Last year SiFive introduced the Intelligence X280 processor, part of a new category of RISC-V processors for SiFive that aims at assisting AI and machine learning workloads.
Launched under the new family of processors called SiFive Intelligence, the X280 is the first core to cater to AI acceleration. At a high level, the X280 builds on top of their silicon-proven U7-series high-performance (Linux-capable) core. SiFive’s Intelligence X280 is somewhat of a unique processor from SiFive. Targetting ML workloads, its main feature point is both the new RISC-V Vector (RVV) Extension as well as SiFive Intelligence Extensions – the company’s own RISC-V custom-extension for handling ML workloads which includes fixed-point data types from 8-bits to 64-bits as well as 16-64 bit FP and the BFloat16 data type. On the RVV extension side, the X280 supports 512-bit vector register lengths, allowing variable length operations up to 512-bits.

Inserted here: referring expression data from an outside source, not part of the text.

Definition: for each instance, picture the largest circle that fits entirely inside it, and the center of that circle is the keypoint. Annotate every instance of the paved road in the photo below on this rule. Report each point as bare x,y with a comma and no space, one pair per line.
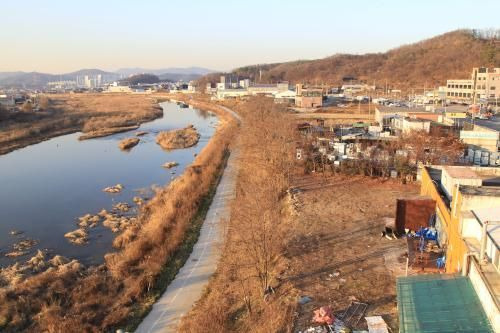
193,277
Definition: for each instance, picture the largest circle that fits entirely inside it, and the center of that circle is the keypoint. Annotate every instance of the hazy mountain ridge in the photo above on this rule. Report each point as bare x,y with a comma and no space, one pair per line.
426,63
38,80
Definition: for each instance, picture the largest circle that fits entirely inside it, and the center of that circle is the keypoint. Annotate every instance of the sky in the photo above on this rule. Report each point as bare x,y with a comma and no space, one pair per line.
59,36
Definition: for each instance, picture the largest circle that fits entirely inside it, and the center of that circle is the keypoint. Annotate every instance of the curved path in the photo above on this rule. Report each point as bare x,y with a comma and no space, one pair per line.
193,277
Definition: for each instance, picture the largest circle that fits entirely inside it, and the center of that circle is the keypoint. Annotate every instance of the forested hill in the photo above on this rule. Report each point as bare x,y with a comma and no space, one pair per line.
429,62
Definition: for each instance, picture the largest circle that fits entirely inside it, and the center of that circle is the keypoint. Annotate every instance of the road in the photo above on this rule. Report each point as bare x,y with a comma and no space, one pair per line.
193,277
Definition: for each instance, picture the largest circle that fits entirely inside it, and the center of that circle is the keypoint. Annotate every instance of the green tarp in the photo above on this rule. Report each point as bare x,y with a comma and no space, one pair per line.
439,303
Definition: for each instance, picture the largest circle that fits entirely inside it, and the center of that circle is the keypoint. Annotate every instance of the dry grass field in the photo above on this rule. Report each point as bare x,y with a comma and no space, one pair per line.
337,254
91,114
118,293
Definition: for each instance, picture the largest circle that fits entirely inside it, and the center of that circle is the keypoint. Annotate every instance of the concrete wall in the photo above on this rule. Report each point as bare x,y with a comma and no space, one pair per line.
471,228
308,102
449,183
485,297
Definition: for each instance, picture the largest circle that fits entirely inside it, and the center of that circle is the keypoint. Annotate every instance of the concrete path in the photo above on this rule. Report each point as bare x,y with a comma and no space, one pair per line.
193,277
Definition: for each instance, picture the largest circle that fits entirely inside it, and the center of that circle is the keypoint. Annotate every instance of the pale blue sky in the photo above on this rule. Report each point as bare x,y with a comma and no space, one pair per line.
59,35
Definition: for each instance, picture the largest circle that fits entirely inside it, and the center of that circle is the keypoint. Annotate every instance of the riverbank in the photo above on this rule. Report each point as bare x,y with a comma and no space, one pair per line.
246,294
107,297
95,115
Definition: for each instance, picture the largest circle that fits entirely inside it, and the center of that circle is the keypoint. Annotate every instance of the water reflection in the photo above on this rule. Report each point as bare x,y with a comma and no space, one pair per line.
46,187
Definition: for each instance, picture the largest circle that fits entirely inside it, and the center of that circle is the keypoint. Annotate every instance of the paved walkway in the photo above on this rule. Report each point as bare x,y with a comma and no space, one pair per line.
190,282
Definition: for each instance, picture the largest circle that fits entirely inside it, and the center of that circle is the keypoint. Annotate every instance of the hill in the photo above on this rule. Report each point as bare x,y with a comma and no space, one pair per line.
195,71
140,78
429,62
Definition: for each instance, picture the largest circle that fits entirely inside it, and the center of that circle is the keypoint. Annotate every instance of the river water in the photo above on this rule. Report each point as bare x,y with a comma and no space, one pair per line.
45,187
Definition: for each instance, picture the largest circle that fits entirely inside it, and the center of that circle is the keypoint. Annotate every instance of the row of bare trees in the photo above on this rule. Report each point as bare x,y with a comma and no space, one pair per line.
248,276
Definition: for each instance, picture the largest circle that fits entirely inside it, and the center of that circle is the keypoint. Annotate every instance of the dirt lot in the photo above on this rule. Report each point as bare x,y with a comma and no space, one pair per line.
338,254
69,113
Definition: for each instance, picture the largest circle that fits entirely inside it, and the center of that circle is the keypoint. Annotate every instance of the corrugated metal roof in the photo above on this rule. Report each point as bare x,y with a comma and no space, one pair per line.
439,303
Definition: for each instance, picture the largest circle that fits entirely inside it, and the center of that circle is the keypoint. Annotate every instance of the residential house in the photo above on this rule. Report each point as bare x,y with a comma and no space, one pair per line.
308,97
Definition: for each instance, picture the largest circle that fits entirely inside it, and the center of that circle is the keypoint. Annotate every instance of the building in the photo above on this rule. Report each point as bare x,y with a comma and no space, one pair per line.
65,84
458,189
461,91
287,96
405,125
231,93
353,89
384,114
308,97
467,222
486,83
116,88
7,100
482,87
482,134
267,89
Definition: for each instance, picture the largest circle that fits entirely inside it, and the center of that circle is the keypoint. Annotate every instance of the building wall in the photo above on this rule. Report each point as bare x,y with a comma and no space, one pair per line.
470,228
482,137
460,90
455,246
308,102
484,295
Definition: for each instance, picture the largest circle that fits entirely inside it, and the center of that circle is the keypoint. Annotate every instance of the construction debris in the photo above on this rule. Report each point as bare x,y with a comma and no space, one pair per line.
323,315
114,189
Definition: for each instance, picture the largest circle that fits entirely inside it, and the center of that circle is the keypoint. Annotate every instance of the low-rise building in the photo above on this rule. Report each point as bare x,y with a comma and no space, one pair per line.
482,134
483,86
405,125
287,96
267,89
467,222
231,93
308,97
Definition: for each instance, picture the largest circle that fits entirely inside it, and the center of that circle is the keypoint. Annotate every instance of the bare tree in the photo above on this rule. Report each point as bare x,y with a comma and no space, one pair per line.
27,107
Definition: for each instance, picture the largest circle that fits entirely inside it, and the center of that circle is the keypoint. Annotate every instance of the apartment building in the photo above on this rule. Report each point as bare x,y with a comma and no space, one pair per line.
460,90
486,83
483,86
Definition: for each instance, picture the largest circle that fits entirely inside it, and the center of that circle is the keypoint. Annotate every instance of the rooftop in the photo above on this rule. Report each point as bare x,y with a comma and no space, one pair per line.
394,109
487,191
490,215
461,172
439,303
492,124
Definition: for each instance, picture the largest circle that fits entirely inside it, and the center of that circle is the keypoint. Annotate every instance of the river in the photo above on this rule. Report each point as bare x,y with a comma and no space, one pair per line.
45,187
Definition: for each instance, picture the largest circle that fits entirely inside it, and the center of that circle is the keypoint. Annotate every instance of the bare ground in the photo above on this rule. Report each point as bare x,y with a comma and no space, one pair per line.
338,254
94,114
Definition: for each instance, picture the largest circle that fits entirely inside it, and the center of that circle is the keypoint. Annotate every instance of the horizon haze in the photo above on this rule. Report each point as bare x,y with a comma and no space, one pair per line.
59,37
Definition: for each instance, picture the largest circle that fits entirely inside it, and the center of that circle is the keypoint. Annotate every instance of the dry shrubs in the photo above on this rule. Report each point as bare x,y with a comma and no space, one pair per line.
110,296
247,293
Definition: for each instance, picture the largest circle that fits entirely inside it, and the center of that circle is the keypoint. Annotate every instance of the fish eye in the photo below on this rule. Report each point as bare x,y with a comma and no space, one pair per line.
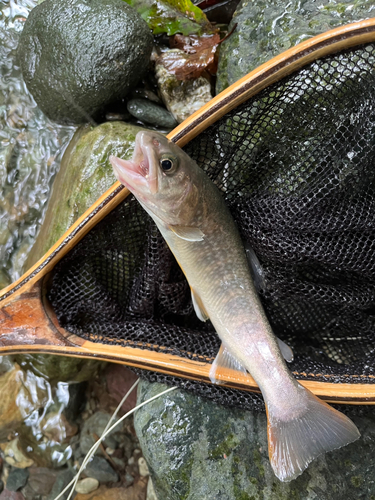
168,164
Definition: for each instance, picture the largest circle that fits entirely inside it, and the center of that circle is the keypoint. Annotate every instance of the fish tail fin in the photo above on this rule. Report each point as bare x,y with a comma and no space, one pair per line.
293,443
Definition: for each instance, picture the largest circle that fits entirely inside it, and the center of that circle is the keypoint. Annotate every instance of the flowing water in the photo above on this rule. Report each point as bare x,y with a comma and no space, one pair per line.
31,147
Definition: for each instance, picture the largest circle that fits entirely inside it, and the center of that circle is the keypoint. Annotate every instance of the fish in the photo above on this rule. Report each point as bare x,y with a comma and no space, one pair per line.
191,214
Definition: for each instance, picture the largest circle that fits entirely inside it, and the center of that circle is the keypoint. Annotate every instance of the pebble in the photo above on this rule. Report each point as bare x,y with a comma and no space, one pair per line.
17,479
151,495
143,468
11,495
150,112
100,469
41,480
87,485
94,426
15,457
145,94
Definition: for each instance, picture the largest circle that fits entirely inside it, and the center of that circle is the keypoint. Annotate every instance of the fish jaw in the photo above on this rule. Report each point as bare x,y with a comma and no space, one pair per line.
140,174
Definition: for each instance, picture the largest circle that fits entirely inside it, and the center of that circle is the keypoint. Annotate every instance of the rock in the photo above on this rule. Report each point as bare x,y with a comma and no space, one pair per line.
135,492
11,495
63,479
143,468
17,479
85,174
100,469
59,368
6,364
14,456
77,56
196,449
265,29
119,381
87,485
94,427
41,480
11,416
151,495
150,112
182,98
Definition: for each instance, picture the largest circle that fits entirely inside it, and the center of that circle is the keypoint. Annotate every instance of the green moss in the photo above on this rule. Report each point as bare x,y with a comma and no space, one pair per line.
225,447
242,495
356,481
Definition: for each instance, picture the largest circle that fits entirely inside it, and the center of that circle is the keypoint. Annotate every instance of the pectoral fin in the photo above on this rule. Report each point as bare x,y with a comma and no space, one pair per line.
188,233
199,309
256,269
224,362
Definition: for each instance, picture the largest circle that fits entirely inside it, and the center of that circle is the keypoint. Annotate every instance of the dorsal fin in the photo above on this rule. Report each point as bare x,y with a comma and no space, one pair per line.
187,233
199,308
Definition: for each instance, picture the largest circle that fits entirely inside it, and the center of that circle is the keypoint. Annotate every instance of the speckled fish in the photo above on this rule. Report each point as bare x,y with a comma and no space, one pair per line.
195,222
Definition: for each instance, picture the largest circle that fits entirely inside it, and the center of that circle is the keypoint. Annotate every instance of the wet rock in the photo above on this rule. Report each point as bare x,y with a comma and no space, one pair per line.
60,369
10,384
150,112
41,480
145,94
6,364
142,467
17,479
135,492
85,174
151,495
182,98
77,56
100,469
11,495
196,449
94,427
119,381
87,485
14,456
63,479
265,29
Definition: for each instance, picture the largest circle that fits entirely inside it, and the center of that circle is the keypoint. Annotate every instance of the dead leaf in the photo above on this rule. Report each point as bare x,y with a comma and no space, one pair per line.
197,57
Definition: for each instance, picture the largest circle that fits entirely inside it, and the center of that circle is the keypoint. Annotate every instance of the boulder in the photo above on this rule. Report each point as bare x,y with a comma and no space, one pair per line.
85,174
197,449
78,56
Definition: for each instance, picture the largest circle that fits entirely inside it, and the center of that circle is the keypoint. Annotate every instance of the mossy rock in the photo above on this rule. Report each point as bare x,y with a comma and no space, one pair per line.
85,174
78,56
198,450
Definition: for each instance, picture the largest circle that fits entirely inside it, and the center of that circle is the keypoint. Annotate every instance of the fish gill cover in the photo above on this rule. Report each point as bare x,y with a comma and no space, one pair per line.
295,165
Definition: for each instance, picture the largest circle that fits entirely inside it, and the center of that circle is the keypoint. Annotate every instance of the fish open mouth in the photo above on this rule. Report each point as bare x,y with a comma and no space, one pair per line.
141,170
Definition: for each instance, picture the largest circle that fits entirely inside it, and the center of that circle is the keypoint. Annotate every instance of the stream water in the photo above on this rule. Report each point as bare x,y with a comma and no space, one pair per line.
31,147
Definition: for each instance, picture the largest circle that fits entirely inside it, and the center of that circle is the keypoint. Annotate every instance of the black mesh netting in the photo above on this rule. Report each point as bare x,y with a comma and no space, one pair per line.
296,167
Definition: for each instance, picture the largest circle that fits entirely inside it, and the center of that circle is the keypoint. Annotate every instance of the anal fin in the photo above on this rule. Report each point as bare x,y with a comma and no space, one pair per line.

As we mentioned earlier, the X280 builds on SiFive’s successful U7-series core. This is a 64-bit RISC-V core supporting the RV64GCV ISA and extensions. It is an 8-stage dual-issue in-order pipeline. Each core features 32-KiB private L1 data and instruction caches as well as a private L2 cache.
The RISC-V Vector extension is a variable length instruction set. For the X280, the core utilizes a 256b pipeline. In other words, both the vector ALU and load/store architecture data width is 256-bit, doing two operations per 512-bit register data. In addition to the vector extension, SiFive added the “Intelligence Extensions” part of the RISC-V custom extensions ISA support. SiFive didn’t go into any details as to what those extensions entail but did note that compared to the standard RISC-V Vector ISA, the Intelligence Extensions provide a 4-6x performance improvement in int8 (matmul) and bf16 operations.
One of the interesting things that SiFive has done is add that capability for automatic translations of Arm Neon vector code into RISC-V Vectors directly into their compiler. And while it may not produce the most optimal code, it’s a way to quickly and accurately move on Arm Neon code directly to SiFive’s RISC-V code. At last year’s Linley Processor Conference, According to Chris Lattner at Last year’s, SiFive’s then President of Engineering & Product group noted that SiFive itself has been using this feature to port a large number of software packages.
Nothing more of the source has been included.